One thing is certain about this year’s battle for governor, voters don’t know who is running.
There are at least seven of them–three Republicans and four Democrats–who have declared or expected to declare themselves as candidates for Florida governor. The problem they all face is no one, or at least not many, of the voters who will elect them knows who they are.
The Public Opinion Research Lab at the University of North Florida released a new poll Monday morning of the top three candidates from both parties that shows an “overwhelming lack of name recognition” among Democratic candidates and Republican candidates running for governor.
“It’s a little surprising that so few people have heard of the candidates, particularly Adam Putnam who has won two statewide races, and Gwen Graham, who is a former member of Congress and the daughter of former Gov. and Sen. Bob Graham,” said Dr. Michael Binder, faculty director of the Public Opinion Research Lab at UNF.
On the Republican side of the ticket, 67 percent of the voters surveyed had never heard of Agriculture Commissioner Adam Putnam, who is considered the frontrunner for the nomination. Seventy-two percent of the voters had never heard of U.S. Rep. Ron DeSantis, who received the endorsement of President Donald Trump in December. While 78 percent had never heard of House Speaker Richard Corcoran, who is expected to announce his candidacy after the current legislative session.
For the Democrats it’s not any better.
Miami Beach Mayor Philip Levine had the best name recognition in the poll. But, still, 73 percent of the respondents say they’ve never heard of him before. Seventy-eight percent of the voters said they never heard of former U.S. Rep. Gwen Graham who has been considered the Democratic frontrunner.

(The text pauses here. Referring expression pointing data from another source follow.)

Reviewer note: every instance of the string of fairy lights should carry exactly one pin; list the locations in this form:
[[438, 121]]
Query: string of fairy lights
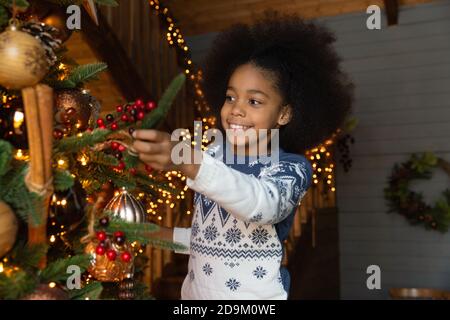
[[320, 156]]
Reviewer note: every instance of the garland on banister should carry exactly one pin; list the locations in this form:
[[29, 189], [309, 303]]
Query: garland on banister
[[411, 204]]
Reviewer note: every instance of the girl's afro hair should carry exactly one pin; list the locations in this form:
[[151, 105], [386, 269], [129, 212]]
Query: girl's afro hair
[[305, 68]]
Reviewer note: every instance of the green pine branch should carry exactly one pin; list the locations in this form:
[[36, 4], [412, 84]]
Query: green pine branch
[[82, 74], [103, 159], [92, 291], [62, 180], [57, 271], [75, 143], [164, 104]]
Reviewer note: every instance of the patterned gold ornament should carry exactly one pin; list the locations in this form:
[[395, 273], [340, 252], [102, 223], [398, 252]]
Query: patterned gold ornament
[[74, 107], [8, 228], [127, 207], [23, 60], [106, 270]]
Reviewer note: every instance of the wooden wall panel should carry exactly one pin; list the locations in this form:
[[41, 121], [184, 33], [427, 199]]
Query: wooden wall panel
[[202, 16]]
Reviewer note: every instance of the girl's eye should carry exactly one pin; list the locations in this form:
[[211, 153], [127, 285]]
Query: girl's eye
[[254, 102], [229, 98]]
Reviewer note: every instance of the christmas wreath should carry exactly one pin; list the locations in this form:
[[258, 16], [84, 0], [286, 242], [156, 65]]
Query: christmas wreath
[[410, 203]]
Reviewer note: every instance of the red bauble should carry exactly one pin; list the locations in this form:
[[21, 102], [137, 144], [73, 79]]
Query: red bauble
[[119, 234], [101, 235], [111, 255], [103, 221], [100, 250], [124, 117], [140, 115], [121, 165], [57, 134], [115, 145], [150, 105], [148, 168], [126, 256], [139, 102]]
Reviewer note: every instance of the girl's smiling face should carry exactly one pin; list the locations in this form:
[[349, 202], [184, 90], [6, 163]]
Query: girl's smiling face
[[252, 102]]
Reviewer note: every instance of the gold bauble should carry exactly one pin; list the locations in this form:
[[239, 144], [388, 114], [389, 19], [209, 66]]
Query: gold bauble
[[8, 228], [126, 207], [23, 60], [105, 270], [73, 100]]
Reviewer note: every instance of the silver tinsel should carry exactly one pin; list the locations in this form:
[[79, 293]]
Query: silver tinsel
[[127, 207]]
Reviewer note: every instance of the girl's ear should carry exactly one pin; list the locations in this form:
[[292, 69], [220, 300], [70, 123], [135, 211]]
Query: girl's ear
[[285, 115]]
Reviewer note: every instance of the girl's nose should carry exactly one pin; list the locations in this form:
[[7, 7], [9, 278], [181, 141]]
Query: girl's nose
[[237, 110]]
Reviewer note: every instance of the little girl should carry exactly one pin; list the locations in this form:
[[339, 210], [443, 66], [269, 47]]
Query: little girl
[[281, 73]]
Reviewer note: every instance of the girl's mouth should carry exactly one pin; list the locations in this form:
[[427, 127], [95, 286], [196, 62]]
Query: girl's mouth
[[236, 127]]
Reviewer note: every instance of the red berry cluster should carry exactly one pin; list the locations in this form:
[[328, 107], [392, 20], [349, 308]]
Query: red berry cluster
[[126, 114], [104, 246]]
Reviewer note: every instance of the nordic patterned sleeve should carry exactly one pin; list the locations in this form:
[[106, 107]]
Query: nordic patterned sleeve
[[266, 199], [182, 236]]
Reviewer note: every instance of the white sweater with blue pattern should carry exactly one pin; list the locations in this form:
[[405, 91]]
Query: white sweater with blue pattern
[[243, 213]]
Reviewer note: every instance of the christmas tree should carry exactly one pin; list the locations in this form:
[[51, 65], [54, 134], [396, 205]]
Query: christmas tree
[[72, 219]]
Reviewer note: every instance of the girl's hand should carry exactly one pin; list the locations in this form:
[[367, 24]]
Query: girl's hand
[[155, 149]]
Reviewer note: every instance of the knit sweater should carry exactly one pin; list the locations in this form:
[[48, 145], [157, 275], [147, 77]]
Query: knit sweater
[[242, 215]]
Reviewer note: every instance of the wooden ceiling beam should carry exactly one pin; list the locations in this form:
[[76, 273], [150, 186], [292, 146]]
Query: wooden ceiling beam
[[391, 7]]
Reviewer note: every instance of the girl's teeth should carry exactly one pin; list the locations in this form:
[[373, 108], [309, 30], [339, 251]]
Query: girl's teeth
[[235, 126]]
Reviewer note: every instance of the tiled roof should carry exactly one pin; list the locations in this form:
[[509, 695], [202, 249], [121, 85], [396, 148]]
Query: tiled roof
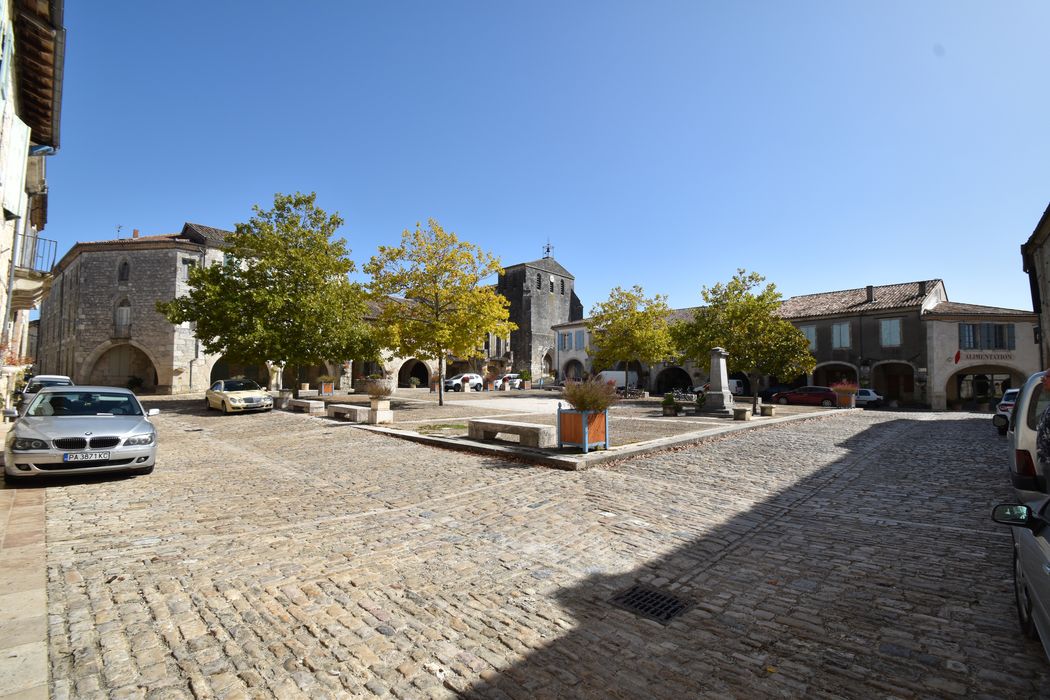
[[956, 309], [853, 301], [206, 234], [547, 264]]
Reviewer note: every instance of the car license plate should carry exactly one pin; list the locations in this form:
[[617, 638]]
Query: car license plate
[[84, 457]]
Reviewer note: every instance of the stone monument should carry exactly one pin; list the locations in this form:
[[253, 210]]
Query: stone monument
[[719, 399]]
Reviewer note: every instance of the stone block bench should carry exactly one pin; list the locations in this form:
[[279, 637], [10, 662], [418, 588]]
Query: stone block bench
[[531, 435], [349, 412], [307, 406]]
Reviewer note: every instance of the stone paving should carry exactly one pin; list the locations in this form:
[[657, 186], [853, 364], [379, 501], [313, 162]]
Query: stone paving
[[282, 555]]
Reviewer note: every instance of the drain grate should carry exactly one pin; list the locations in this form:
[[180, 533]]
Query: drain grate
[[650, 602]]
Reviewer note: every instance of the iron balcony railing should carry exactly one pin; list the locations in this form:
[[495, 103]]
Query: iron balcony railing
[[35, 253]]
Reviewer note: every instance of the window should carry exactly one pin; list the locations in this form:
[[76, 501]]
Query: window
[[811, 334], [889, 332], [986, 336], [840, 335]]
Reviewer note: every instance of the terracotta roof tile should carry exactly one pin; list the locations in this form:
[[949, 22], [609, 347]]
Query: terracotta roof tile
[[854, 301]]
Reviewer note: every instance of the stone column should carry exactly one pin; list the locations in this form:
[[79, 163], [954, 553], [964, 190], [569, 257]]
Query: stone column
[[718, 399]]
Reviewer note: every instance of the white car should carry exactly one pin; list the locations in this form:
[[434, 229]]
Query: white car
[[80, 429], [460, 382], [509, 382], [868, 398]]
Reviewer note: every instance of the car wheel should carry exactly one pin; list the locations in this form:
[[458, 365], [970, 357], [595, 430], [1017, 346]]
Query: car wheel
[[1024, 603]]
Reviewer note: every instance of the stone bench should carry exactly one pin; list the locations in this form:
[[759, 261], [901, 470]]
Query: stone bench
[[348, 412], [531, 435], [307, 406]]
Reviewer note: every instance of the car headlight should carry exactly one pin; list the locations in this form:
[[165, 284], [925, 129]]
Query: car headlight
[[146, 439], [28, 443]]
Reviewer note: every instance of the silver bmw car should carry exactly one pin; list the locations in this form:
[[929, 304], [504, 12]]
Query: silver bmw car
[[81, 429]]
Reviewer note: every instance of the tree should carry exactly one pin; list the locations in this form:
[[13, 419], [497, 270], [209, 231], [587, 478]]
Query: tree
[[431, 300], [630, 326], [281, 293], [743, 320]]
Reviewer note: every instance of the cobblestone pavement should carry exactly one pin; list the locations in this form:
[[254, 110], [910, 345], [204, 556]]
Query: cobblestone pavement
[[280, 555]]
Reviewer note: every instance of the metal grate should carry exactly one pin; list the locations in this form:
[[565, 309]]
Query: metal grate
[[650, 602]]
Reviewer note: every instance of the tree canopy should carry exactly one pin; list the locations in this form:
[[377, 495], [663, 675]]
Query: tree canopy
[[431, 298], [627, 326], [281, 293], [742, 318]]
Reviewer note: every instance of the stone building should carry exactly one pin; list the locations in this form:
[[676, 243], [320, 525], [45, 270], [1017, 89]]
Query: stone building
[[100, 325], [542, 295], [32, 70]]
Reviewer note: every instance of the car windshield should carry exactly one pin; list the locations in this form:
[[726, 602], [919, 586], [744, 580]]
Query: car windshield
[[84, 403], [240, 385], [36, 385]]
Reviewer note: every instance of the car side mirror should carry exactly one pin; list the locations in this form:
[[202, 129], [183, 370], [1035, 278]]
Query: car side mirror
[[1011, 513]]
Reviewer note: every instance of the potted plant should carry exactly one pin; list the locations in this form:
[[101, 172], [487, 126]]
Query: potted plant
[[845, 391], [586, 423], [327, 384]]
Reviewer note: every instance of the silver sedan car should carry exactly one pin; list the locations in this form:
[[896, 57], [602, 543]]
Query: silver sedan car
[[1031, 565], [81, 429]]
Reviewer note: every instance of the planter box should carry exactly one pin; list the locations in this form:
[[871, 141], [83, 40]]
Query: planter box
[[583, 428]]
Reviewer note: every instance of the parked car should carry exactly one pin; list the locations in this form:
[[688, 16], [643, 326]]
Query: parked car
[[463, 381], [806, 396], [1005, 407], [1031, 563], [511, 381], [1028, 476], [80, 429], [233, 396], [39, 382], [868, 398]]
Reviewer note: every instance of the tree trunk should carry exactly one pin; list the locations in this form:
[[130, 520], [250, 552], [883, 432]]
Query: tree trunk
[[441, 380]]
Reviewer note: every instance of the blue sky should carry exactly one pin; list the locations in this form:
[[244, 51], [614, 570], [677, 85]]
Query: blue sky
[[825, 145]]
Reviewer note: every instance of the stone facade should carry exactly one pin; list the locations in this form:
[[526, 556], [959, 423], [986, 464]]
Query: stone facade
[[100, 324], [542, 295]]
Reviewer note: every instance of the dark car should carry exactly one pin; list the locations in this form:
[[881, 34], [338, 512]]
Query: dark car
[[806, 396]]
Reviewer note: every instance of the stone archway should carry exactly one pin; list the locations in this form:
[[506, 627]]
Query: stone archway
[[830, 373], [573, 369], [975, 385], [225, 369], [672, 378], [414, 368], [124, 364]]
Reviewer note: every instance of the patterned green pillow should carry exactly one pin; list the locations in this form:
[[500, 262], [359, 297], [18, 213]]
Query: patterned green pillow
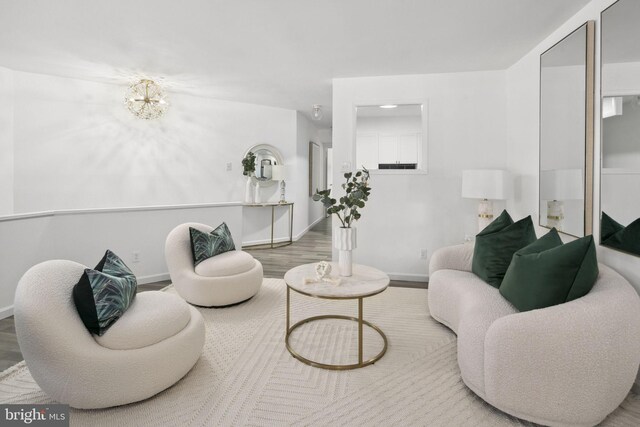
[[207, 245], [104, 293]]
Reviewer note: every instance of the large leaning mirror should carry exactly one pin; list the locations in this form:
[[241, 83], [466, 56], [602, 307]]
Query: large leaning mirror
[[620, 165], [389, 137], [566, 133], [267, 156]]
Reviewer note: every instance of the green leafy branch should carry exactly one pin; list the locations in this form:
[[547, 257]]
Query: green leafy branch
[[357, 192]]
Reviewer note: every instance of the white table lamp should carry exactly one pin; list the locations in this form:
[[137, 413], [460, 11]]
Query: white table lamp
[[486, 185], [278, 173], [557, 186]]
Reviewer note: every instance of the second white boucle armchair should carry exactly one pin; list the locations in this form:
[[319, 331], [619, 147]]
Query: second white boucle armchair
[[224, 279]]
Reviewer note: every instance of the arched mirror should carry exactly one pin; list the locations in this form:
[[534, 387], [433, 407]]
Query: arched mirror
[[267, 156]]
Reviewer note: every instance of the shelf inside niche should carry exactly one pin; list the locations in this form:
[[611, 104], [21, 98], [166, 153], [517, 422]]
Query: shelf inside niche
[[621, 171]]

Tallahassee Mayor Andrew Gillum was the least known of the candidates with 81 percent saying they have never heard of him.
While a lot of voters don’t know who Graham is, 11 percent of those that do tend to favor her, compared to eight percent for Levine and seven percent for Gillum.
For the Republicans, 14 percent favor Putnam, 10 percent DeSantis and 5 percent Corcoran.
A lot of voters might not recognize the candidates, yet, but it’s still early.
“These results highlight both the opportunities for the candidates to shape the voters’ perception of them and the challenges they face in getting out their message,” Binder added.